# Home home on the range ( cooking style)



## pdswife (Mar 29, 2005)

O we have a home
Where the white-tail deer roam
And the porcupines do as they please.
Where the wretched raccoon
By the light of the moon
Eats the peppers, tomatoes and peas.

The lettuce is gone,
But the rabbits stay on,
For they live in this Eden sublime.
Where 'til the snow flies
They are up to their eyes
In parsley, in sage and in thyme.

The birds come to feast -
We don't mind in the least -
We'd cheerfully buy what they need.
But the squirrels so cute
And so agile to boot
Won't leave us a spoonful of seed.

Home, home by the range,
Where there's nought from the garden to boil.
The harvest's all gone
But the wildlife lives on,
And we've nothing to show for our toil.


----------



## choclatechef (Mar 29, 2005)

Sounds like the average gardener's lament.

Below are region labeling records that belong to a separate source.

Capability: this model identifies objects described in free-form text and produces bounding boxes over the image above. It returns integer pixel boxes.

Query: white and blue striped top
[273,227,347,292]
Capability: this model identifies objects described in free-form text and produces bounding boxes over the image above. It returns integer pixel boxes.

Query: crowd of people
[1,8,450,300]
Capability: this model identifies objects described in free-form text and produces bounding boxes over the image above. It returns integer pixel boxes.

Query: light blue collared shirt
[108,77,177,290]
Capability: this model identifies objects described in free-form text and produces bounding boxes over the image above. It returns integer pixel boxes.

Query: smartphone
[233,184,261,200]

I got so ticked off at a lettuce eating rabbit, I tried to shoot it with a bb gun at 15 paces!  Unfortunately, my eyesight has gotten so bad, that though I shot 3 or 4 times, I could not even scare the sucker!

And I gave that daggone bb gun to the next kid who admired it!


----------



## pdswife (Mar 29, 2005)

LOL!  

We let the cat deal with the rabbits...
the BB gun deal with the racoons
and let the deer eat what ever they want.  We even
planted apple trees just so the deer would come and get
them.


----------



## -DEADLY SUSHI- (Mar 30, 2005)

Wow.... time for one of those electric fences. Turn the power up enough and you might have some meat with your vegies!


----------